8:38 a.m. - 2013-03-06
Facebook is worse, because his profile picture is MY kids. Thanks, I need that fucking reminder, Facebook. If I wanted to be Facebook friends with him I would be. I don't -- Facebook or otherwise. You'd think the Facebook elves would be able to figure out that if I share a last name and two kids with somebody else on Facebook and we're not friends, it's NOT by accident.
A. was still getting Facebook e-mails suggesting she "friend" her dead cousin a year after his death -- until she finally contact Facebook and told them he is dead.
Maybe I should contact Facebook and tell them Matt is dead.
I made a YouTube playlist of all the songs that remind me of him, and another of the six worst, so I can give exposure therapy a try. Maybe if I listen to them enough, they will stop sending me into a tailspin every time I hear them on the radio.

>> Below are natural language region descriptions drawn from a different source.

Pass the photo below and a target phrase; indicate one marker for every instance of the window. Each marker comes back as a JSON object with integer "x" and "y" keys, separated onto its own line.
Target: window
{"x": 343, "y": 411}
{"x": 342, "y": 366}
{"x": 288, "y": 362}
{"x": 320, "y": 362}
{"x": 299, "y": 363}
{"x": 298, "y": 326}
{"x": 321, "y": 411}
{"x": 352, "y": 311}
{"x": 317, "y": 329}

Right now the two worst are "Ho Hay" by the Lumineers and Pink's "Just Give Me a Reason." Those are the ones I hear the most on the radio, anyway. "Just Give Me a Reason" could be seen as optimistic (the guy says her fears are all in her head) but to me it's not because all of that was more or less what Matt said -- you're imagining things and we're fine -- and he was lying.
"Yer So Bad" -- Tom Petty -- is probably the worst. I loved that song, back when he loved me. I remember driving to West Virginia with him one weekend, just for kicks, to see Harper's Ferry, and listening to that song and that CD on the way down. My memories of that weekend are that it was perfect. His are that it was awful and I was a bitch.